The cocktail party chatter I was chattering at this weekend was about Hollywood’s fast and furious infatuation with the vast and laborious talent pool bubbling up online. According to a piece in the New York Times, the United Talent Agency has formed a new unit dedicated to the godly task of unearthing Internet content creators, and then presumably helping them out of their pajamas. UTA has assigned not one, not two, but three good men to this task. These guys should have a blast getting paid to get on that YouTube ride over and over, and we recommend they sign Ze Frank to a three-picture deal immediately. Of course, here at SMITH searching out new content creators and unknown and extra special storytellers is a big part of what we do. For free. But enough about us, let’s go to the tape:
The move by the United Talent Agency … amounts to a bet, albeit a modest one, that Web video is on a growth curve similar to that of cable television a generation ago. It is also a return by Hollywood’s core talent representatives to the sort of new-media business they tested, without great success, at the peak of the dot-com boom.

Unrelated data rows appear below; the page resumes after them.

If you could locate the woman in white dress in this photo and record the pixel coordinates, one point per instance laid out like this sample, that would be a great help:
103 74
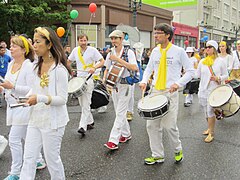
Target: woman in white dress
49 97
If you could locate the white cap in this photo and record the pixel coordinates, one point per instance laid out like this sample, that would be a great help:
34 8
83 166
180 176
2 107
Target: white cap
116 33
212 43
189 49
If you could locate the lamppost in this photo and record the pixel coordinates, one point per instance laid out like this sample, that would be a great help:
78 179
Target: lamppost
236 29
134 5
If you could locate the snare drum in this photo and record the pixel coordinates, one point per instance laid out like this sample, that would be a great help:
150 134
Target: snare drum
153 107
77 86
114 75
224 99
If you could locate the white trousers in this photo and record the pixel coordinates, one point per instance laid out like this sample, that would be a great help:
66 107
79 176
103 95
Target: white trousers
120 102
17 134
169 123
85 102
189 98
131 100
51 141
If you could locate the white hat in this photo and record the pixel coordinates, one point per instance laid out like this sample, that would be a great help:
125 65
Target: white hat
189 49
116 33
212 43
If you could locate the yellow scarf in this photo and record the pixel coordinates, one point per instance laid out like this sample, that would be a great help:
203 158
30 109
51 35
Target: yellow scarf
209 60
161 82
85 66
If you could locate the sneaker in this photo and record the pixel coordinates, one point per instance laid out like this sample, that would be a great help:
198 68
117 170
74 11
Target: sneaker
12 177
82 131
124 139
111 145
129 116
179 156
90 126
153 160
41 165
209 138
3 144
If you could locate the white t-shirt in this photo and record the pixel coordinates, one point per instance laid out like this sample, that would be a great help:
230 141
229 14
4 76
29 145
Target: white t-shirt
131 60
90 56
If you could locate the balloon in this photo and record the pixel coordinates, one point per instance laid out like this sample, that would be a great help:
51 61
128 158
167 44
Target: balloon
74 14
60 31
92 7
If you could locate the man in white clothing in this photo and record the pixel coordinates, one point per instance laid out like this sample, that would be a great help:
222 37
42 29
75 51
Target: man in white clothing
171 59
86 58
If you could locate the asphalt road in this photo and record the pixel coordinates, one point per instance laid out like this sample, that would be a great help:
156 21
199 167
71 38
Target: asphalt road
87 158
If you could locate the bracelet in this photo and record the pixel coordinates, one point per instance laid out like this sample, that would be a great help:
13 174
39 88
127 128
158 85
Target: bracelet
49 100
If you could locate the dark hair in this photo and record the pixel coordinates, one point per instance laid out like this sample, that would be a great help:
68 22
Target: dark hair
166 28
228 50
81 36
56 50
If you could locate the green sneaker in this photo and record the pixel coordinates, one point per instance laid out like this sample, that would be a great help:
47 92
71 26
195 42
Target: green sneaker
153 160
179 156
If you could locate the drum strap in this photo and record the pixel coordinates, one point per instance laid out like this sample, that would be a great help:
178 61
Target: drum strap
85 66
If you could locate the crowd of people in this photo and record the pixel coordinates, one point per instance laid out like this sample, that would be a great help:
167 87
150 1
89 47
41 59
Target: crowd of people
35 79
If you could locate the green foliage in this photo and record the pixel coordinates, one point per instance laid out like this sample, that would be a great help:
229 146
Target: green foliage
22 16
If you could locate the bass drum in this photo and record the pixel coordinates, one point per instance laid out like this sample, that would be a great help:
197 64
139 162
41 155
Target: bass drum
100 95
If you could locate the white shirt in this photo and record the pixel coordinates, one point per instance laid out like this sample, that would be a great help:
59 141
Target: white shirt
203 72
176 59
90 56
131 60
231 63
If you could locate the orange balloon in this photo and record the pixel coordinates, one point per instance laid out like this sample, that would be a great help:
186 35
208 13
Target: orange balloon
60 31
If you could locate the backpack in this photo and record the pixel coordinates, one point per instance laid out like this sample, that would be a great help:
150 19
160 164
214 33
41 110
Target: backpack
135 76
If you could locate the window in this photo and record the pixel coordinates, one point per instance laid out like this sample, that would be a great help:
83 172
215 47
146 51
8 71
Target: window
90 31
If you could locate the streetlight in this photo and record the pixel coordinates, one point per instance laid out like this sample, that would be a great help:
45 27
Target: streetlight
134 5
236 29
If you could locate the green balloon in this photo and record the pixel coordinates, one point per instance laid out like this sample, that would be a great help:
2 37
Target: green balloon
74 14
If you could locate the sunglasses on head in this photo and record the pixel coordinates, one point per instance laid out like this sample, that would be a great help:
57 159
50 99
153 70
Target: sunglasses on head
208 47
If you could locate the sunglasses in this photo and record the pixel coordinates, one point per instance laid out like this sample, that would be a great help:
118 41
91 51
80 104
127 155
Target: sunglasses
208 47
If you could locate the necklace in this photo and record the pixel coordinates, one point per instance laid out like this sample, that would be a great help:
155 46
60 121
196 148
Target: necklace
2 62
44 80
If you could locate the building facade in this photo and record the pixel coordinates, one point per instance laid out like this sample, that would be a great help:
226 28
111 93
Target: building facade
111 13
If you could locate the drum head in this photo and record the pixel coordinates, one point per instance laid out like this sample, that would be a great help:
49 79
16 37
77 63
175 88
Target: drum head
152 102
220 95
75 83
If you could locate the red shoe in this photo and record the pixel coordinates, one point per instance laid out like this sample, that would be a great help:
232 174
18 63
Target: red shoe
124 139
111 145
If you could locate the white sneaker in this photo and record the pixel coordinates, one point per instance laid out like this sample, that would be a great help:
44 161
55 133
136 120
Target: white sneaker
3 144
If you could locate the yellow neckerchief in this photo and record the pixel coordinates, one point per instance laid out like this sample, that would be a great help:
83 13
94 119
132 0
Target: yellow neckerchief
161 82
209 60
85 66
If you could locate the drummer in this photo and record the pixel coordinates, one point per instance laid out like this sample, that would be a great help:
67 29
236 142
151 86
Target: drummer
211 71
166 61
86 57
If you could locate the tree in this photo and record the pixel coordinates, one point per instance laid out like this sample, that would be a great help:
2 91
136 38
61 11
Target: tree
22 16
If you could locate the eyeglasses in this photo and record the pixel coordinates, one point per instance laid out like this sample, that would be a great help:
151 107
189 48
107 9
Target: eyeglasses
208 47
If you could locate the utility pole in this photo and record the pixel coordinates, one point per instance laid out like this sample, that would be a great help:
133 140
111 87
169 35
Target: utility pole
134 5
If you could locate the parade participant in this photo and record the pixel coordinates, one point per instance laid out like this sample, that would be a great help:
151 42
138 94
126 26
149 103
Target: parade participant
194 62
49 116
226 57
86 57
166 61
211 71
120 95
3 144
15 85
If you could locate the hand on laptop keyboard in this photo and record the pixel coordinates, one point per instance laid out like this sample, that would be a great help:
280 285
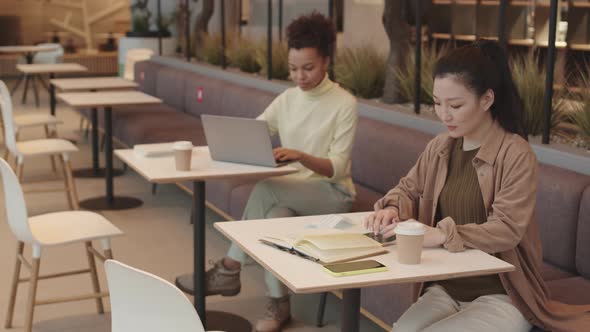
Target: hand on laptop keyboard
283 155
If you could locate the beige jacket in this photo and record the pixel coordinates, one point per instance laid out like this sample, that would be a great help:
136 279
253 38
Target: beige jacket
507 172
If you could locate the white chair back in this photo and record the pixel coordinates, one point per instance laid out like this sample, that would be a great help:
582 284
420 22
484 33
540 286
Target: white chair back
141 301
7 118
133 56
55 56
14 201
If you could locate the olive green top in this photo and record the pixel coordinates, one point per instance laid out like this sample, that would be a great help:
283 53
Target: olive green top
461 199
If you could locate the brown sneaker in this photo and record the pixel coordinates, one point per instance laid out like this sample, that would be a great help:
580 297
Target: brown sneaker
221 281
278 313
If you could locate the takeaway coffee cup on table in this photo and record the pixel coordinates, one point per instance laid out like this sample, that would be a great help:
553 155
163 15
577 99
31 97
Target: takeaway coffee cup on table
182 155
409 237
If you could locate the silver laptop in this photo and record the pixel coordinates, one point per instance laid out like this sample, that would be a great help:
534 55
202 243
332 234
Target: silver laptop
239 140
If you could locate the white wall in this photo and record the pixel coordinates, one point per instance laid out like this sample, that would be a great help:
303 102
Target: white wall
363 24
292 9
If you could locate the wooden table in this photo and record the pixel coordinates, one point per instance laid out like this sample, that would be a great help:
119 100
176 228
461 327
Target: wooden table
89 84
31 73
162 170
304 276
28 51
108 99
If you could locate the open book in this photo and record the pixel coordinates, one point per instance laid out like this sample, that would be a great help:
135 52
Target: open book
327 247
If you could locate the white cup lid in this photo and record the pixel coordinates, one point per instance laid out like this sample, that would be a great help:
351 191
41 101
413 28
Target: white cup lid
182 145
410 227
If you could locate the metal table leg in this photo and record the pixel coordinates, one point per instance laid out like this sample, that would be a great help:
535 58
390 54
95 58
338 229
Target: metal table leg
351 306
212 320
110 202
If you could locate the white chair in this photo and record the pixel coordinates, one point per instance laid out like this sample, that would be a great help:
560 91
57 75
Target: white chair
141 301
29 120
47 230
133 56
52 147
55 56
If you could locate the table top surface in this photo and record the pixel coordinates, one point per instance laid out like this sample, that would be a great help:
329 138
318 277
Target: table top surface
162 169
305 276
27 48
40 68
92 83
107 98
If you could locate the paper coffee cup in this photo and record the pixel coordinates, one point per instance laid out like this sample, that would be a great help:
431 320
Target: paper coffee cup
182 155
409 238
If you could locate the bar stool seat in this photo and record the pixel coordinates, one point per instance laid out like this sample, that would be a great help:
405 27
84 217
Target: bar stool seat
57 228
46 146
35 120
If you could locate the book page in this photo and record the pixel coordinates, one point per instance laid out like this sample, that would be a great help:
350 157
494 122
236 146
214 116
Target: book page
339 241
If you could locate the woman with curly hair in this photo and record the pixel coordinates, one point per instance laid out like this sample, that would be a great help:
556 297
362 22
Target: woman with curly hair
316 122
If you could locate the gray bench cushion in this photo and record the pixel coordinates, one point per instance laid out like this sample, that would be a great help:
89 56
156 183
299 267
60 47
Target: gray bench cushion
550 272
558 206
574 290
383 153
159 124
211 89
243 101
365 199
145 74
170 87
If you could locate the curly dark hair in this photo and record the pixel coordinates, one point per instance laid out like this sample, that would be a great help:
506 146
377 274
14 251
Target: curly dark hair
314 30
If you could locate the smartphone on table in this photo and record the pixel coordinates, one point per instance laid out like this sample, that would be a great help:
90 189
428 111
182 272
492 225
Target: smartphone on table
353 268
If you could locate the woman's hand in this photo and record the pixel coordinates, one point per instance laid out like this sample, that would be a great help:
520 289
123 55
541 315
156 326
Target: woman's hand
382 221
284 154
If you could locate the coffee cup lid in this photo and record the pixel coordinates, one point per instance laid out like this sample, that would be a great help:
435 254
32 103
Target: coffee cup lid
411 227
182 145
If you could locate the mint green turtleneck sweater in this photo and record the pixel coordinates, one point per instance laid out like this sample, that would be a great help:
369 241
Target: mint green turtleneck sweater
320 122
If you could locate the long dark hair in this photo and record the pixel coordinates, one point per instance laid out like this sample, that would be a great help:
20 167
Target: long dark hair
481 66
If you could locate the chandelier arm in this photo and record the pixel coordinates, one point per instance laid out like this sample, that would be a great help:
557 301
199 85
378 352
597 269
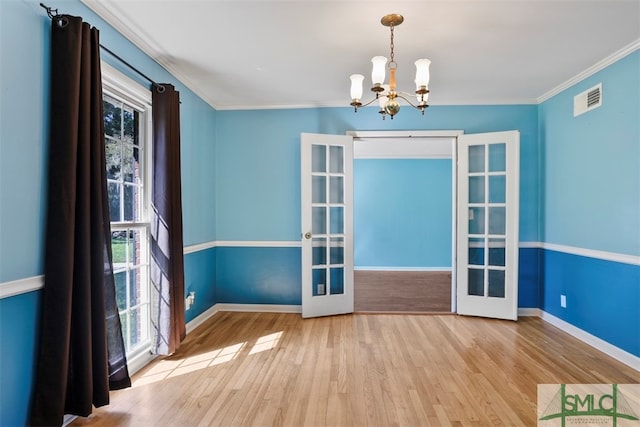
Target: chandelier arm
403 96
369 103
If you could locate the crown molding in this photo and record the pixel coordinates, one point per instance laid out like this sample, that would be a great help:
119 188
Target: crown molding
108 10
616 56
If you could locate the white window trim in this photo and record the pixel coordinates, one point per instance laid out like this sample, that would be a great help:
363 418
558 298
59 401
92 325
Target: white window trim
118 85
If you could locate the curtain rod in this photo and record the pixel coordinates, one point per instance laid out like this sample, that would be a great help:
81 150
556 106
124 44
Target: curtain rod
53 14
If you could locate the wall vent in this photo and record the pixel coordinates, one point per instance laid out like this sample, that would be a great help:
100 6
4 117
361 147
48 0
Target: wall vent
587 100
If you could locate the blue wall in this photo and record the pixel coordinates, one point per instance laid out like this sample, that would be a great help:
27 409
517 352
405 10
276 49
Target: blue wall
591 186
580 187
258 160
24 111
258 183
402 212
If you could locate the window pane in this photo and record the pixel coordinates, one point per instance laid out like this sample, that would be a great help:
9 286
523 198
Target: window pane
319 282
137 252
497 221
476 282
476 220
318 158
114 159
319 220
130 163
134 287
119 248
130 203
476 251
498 157
497 189
124 323
319 251
113 189
121 289
497 252
476 189
496 283
134 323
337 220
337 281
336 162
336 251
112 116
129 126
476 158
336 194
319 189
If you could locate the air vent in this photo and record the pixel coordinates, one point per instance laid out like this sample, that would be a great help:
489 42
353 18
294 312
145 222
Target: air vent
587 100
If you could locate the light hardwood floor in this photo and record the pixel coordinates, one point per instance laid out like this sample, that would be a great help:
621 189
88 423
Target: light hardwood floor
264 369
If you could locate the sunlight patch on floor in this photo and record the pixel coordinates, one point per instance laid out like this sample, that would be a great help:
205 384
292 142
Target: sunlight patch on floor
266 342
171 368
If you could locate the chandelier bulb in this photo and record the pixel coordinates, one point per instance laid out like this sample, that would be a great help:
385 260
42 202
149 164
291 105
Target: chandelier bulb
386 95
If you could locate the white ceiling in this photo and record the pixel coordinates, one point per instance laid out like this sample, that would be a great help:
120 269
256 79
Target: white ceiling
300 53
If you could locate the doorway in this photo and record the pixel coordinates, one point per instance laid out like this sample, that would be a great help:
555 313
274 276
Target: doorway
404 210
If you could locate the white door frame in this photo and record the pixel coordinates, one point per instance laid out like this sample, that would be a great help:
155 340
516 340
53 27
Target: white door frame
379 136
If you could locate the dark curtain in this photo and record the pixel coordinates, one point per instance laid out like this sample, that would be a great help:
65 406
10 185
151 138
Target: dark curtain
167 262
81 353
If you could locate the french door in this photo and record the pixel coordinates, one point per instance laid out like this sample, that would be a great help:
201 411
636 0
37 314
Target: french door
487 224
327 224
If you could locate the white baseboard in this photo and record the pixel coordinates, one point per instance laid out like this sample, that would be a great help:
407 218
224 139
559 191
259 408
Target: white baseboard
529 312
263 308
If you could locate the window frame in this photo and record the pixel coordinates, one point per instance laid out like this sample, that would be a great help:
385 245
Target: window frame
117 85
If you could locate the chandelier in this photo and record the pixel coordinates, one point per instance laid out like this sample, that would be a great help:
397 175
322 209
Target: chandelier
387 95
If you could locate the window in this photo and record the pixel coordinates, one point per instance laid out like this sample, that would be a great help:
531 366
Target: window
127 118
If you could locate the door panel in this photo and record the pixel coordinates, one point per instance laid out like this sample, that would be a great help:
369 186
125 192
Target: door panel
487 224
327 224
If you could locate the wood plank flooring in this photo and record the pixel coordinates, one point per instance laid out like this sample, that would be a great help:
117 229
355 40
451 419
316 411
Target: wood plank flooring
402 291
268 369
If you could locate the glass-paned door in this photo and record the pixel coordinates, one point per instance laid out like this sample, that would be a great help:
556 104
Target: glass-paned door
327 224
488 206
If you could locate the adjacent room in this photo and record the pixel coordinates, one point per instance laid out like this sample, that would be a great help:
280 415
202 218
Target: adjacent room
319 213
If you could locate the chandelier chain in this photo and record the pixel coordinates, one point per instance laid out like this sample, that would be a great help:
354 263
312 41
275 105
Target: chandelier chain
393 61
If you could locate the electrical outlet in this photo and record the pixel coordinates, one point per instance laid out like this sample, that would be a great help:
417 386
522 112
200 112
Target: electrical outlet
188 302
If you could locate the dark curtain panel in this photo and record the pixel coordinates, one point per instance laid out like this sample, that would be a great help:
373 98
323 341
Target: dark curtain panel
81 354
167 262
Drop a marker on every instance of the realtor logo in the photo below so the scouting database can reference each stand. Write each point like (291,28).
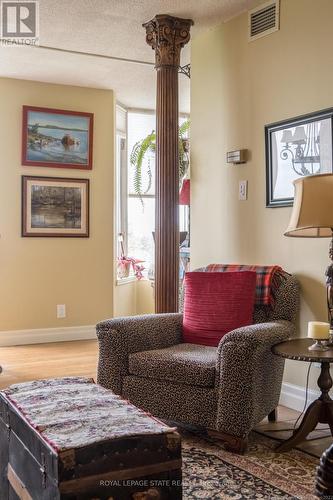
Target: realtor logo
(19,23)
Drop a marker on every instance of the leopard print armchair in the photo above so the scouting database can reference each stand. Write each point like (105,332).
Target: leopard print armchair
(226,389)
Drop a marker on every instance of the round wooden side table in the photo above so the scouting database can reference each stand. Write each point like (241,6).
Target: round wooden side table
(321,410)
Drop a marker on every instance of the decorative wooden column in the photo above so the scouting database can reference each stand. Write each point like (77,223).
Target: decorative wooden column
(167,35)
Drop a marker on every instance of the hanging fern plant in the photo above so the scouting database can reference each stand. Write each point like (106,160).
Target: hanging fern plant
(145,149)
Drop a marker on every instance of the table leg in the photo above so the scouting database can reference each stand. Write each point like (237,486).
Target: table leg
(320,411)
(309,422)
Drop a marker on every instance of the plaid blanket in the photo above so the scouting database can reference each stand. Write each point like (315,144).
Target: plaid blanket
(268,279)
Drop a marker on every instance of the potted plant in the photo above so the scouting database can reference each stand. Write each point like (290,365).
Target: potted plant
(125,263)
(147,147)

“It starts with just helping identify people on both sides of the aisle,” said Brent Weinstein, head of the new division, UTA Online. “The barrier to entry is so low, everybody is now a potential artist. So there’s this great unwashed of talent out there, 99.999 percent of which is probably not good enough to have a traditional film and television career. But on the Internet, a lot of different types of things go. And yet for buyers, this is a wall of people, so how does a brand know which one of them can help it execute?”
As always, SMITH is here to help. And if UTA wants to get in touch? We’re around — let’s do lunch. (You’re paying, right?)